The present disclosure relates to semiconductor device fabrication, and more particularly to a method of forming a gate spacer that can resist a long overetch that is required to form the gate spacers in fin field effect transistors (FinFETs) during a replacement gate scheme.
Field-effect transistors (FETs) generate an electric field by a gate structure to control the conductivity of a channel between a source region and a drain region in a semiconductor substrate. The gate of a finFET, and in some non-finFETs, may be formed by a replacement gate process in which a sacrificial gate, typically made of polysilicon, is removed to form a gate cavity, and gate materials replace the removed sacrificial gate material in the gate cavity.

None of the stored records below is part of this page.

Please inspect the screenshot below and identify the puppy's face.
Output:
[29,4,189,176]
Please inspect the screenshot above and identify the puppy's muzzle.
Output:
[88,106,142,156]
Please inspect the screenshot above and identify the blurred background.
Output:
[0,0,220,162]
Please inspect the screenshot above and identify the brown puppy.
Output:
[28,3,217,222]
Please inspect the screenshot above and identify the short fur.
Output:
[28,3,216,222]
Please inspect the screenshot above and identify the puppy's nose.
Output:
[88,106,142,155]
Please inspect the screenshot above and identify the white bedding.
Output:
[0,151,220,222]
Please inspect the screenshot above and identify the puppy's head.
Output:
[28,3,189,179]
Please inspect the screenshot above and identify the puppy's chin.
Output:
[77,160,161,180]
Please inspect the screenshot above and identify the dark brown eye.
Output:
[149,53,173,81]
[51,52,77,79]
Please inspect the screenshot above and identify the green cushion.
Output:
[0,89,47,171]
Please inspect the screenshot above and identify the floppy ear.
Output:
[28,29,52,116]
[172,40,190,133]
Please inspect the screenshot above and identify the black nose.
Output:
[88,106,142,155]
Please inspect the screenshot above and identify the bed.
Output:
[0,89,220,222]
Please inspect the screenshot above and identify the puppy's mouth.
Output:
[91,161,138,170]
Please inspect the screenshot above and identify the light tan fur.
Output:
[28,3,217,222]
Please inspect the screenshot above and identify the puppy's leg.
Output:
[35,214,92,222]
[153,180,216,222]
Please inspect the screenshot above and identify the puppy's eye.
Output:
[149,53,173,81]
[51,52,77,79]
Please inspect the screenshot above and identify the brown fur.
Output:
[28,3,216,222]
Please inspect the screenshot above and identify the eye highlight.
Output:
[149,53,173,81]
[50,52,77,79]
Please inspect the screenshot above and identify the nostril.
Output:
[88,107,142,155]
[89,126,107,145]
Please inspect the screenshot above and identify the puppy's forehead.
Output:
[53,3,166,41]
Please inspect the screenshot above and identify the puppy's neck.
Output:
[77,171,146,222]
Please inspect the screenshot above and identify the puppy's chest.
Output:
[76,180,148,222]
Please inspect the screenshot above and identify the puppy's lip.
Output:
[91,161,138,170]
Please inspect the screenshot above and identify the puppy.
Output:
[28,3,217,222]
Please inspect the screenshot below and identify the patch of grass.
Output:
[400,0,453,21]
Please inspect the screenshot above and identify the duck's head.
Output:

During the fabrication of the FETs, the sacrificial gate is exposed to various etchants and cleaning chemistries. To protect the sacrificial gate, a spacer material is conformally applied to the sacrificial gate and then partially removed to form a gate spacer on a sidewall of the sacrificial gate. A problem arises in the prior art spacer formation in finFETs because the spacer etch in FinFETs has a huge build-in overetch budge in order to clear spacer material from fin sidewalls. This overetch that clears the sidewalls of fins also consumes the spacer material on the sidewalls of the sacrificial gate, which in turn, exposes polysilicon from the sacrificial gate at the polysilicon line ends. If polysilicon is exposed, epitaxial growth will also occur on the sacrificial gate. The uncontrolled epitaxial growth on the sacrificial gate can cause shorts of the polysilicon-polysilicon and polysilicon-contact. As such, a method to form a robust gate spacer that can resist the long overetch process in FinFETs is needed.